The majority’s goal instead seems to have been fleshing out the major questions doctrine, Lubbers said. SCOTUS went out of its way to rule on the matter, Lubbers noted -- the court could have ruled the case was moot because the clean air policies it concerned are defunct, or rejected the case for a lack of standing. Instead of taking “an exit ramp,” SCOTUS “wanted to decide this case,” Lubbers said.

The Court’s reliance once again on the major questions doctrine likely will diminish further the effect of the Chevron doctrine,” emailed Free State Foundation President Randolph May. Gorsuch’s concurrence cited an article by May.
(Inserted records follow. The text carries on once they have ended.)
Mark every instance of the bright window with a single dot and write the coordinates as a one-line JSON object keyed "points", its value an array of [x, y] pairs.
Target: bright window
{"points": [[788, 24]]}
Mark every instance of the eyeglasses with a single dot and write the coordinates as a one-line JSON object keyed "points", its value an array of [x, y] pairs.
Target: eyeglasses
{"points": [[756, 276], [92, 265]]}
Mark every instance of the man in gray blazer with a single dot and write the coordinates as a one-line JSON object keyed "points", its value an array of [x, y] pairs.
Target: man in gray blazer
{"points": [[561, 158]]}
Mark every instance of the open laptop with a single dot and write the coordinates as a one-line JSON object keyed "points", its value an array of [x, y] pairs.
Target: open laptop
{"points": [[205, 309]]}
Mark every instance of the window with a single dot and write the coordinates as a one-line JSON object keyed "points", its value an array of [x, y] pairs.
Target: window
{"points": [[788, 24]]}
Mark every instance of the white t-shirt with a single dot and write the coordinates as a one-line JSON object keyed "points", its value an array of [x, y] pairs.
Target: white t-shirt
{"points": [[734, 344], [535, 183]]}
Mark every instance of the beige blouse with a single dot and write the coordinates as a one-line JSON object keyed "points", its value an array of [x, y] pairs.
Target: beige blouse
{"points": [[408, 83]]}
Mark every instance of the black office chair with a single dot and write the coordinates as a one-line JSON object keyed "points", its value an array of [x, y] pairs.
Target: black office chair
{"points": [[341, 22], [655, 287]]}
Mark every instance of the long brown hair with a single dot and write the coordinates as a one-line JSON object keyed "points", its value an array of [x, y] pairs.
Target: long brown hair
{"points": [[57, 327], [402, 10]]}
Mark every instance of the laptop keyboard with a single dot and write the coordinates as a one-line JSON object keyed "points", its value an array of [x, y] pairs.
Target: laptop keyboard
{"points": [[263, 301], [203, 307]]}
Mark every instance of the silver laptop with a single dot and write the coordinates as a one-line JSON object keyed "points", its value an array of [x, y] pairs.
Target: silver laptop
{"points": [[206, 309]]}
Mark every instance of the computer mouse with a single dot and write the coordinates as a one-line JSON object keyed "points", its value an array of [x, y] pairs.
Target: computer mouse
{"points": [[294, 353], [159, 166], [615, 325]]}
Chevron lives (for when SCOTUS wants to uphold Republican-led agencies who fudge the law). Anything that Democrats want to do is simply a 'major question' to which Chevron doesn’t apply,” Public Knowledge Legal Director John Bergmayer said on Twitter. Classifying telecommunications service is very clearly and historically within the FCC’s purview, said Public Knowledge Senior Vice President Harold Feld. On net neutrality, “I’m not persuaded that anything has changed since yesterday,” Feld said Thursday.

The ruling is “not really impacting routine Chevron cases” but instead says that “where the agency has done something that it regards as momentous … the Court is going to look for a clearer statement that Congress authorized the agency to do that,” said George Washington University law professor Jonathan Siegel: The Court is "clearly moving towards some cataclysmic clash in which they finally decide what they're going to do with Chevron,” but “I don't think today's case really moves that forward,”

The Court "tend[s] to turn to the major questions doctrine" when it doesn't want to address Chevron, said Frank Russo, National District Attorneys Association director-government and legislative affairs, speaking in his own capacity. There may be an expanded use of litigation “case by case” using the major questions doctrine moving forward where "maybe previously the court wasn't going to be willing” to consider it, Russo said, and Thursday’s ruling “opens the door for Congress” to clarify an agency’s authority.